Вообще, в ее первый приезд в Швецию было развенчано множество стереотипов. Одним из первых сюрпризов стал оживленный и радостный прием в доме родителей Ларса — вместо ранее представляемых пресных, замороженных белобрысых шведов с замедленными реакциями она увидела эмоциональных, веселых, весьма темпераментных будущих родственников, один из которых, младший сын сестры, был вообще темнокожим — как выяснилось, это был приемный ребенок, сирота из Сомали. Позже она не раз увидит детишек всех рас и национальностей в добропорядочных шведских семьях, где гуманизм и сострадание были не пустыми словами, а руководством к действию. Появление же в тот момент африканского ребенка и отношение семьи к нему так потрясли ее, что скованность мгновенно прошла, и она сразу почувствовала себя с ними легко и на равных.
* * *Медовый месяц они проводили, путешествуя по стране. Она уже начала говорить по-шведски и поражала всех легкостью, с какой ей удалось так быстро его освоить. Для нее это и не было напряжением — владея английским и немецким, хорошим слухом и памятью, а главное, имея большое желание, сделать это было совсем нетрудно… да и общение с родней вовсе не требовало углубленных знаний языка — при необходимости все легко переходили на английский, в знании которого никто с ней соперничать не мог — как-никак, филфак МГУ…
У Ларса было огромное количество родственников — казалось, что в каждом шведском городке или уголке живут дяди, тети, племянники, двоюродные и троюродные братья и сестры, дети от находящихся в браке или бывших жен и мужей — родственные связи поддерживались и после разводов. Такое количество имен и лиц запомнить было невозможно, осталось лишь общее впечатление теплоты, гостеприимства и какое-то умеренное, не режущее глаз благоденствие — у всех были машины, хорошие дома и выглядели все вполне довольными жизнью.

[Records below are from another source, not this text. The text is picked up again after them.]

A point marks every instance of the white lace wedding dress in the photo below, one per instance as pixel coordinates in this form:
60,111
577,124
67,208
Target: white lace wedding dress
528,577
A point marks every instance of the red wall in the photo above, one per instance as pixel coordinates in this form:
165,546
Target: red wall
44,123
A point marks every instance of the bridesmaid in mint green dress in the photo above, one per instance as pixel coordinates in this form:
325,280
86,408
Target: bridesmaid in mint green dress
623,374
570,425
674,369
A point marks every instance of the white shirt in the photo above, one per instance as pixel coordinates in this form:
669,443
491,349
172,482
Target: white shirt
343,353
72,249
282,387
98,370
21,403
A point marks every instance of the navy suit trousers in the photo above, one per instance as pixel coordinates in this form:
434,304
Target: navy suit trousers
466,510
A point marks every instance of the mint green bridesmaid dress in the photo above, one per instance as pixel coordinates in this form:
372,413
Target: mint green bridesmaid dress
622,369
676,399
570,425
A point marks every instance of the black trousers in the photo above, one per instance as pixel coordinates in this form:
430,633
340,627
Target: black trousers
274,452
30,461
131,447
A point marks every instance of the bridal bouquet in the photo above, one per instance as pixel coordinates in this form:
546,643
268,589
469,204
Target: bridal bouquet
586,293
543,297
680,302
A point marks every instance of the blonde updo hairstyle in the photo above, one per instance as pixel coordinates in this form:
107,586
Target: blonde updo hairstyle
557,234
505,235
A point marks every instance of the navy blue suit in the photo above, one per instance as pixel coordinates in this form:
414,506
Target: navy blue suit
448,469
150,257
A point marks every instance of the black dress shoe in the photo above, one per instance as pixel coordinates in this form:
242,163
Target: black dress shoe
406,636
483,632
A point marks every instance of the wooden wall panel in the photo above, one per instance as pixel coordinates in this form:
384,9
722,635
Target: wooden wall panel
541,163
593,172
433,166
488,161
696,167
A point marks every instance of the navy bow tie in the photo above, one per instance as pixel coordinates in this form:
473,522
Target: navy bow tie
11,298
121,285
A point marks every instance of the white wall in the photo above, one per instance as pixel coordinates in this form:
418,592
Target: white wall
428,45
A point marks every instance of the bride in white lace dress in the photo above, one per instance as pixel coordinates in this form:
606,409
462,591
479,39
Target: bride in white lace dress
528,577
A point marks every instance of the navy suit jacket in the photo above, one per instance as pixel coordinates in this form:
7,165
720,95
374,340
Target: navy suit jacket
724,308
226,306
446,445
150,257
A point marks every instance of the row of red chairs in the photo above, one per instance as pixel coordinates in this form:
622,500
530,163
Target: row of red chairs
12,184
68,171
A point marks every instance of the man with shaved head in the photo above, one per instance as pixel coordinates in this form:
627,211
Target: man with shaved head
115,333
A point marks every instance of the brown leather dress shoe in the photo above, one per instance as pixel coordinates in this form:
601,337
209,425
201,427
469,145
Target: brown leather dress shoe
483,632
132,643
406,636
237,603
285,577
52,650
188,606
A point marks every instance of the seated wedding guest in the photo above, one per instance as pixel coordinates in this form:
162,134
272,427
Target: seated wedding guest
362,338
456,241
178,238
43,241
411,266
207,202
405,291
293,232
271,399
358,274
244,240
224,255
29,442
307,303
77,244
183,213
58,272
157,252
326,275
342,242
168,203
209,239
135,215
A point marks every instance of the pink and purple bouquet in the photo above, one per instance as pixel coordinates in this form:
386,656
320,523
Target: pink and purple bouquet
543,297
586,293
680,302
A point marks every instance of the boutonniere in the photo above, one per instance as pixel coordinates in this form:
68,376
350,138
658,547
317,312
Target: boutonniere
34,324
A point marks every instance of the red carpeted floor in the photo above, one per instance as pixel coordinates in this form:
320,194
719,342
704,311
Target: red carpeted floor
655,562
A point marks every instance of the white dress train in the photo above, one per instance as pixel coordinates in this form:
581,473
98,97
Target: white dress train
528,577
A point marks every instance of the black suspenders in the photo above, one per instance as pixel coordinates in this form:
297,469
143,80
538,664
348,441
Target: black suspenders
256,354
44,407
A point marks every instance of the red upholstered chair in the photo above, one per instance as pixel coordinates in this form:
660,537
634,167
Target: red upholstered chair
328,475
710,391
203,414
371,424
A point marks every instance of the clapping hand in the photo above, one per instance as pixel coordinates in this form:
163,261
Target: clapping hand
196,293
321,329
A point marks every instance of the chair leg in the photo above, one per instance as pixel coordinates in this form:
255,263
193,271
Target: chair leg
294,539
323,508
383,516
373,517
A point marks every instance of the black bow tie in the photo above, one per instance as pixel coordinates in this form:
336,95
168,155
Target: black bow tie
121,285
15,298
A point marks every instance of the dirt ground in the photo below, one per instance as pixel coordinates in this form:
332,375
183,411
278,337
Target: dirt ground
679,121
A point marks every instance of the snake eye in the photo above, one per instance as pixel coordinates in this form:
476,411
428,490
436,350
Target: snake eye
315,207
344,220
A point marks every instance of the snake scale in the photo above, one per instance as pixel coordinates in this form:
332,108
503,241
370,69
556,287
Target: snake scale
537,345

В Швеции ее поразили изысканная простота и рациональный минимализм — в домах не было вычурности, излишеств, лишь истинный комфорт и идеальная чистота. В этих домах легко дышалось — как объяснил ей Ларс, в большинстве случаев были использованы современные экологически чистые материалы и системы — кондиционирование и климат-контроль, отопление через потолок, внутренние пылесосы, подогрев пола, не говоря уже о саунах, которые были практически в каждом доме.
За месяц они изъездили почти всю страну, познакомились не только с родственниками, но и с некоторыми друзьями и коллегами Ларса, и по этим многочисленным контактам даже беглый взгляд зафиксировал полное отсутствие всякого бахвальства, предрассудков и предубеждений, ксенофобии и зависти, а отметил терпимость и несуетность. Никаких оборванцев и нищих, все одеты удобно и достаточно просто, без извечного родимого стремления поразить кого-то вывороченным лейблом, во всем свобода выбора и демократичность — вот таким оно оказалось, это королевство, еще один стереотип долой. Ей стало неловко за свой шанелевский костюм, туфли из змеиной кожи и особенно за крупные бриллианты в ушах, которые она надела в первый день после свадьбы, посмотрев на потрясающие туалеты и драгоценности гостей, собравшихся по случаю их бракосочетания. Вырядившись как на смотрины и приехав на кофе в дом брата мужа, она почувствовала себя Эллочкой-людоедкой, соперничавшей с несуществующей Вандербильдихой, — хозяева были в джинсах и майках. Вернувшись домой, она подальше спрятала все дорогое оперение — здесь никто ни с кем не соперничал, все одевались исключительно в соответствии со случаем. Она купила себе джинсы, шорты, несколько маек, кроссовки и шлепанцы — так и проходила все лето.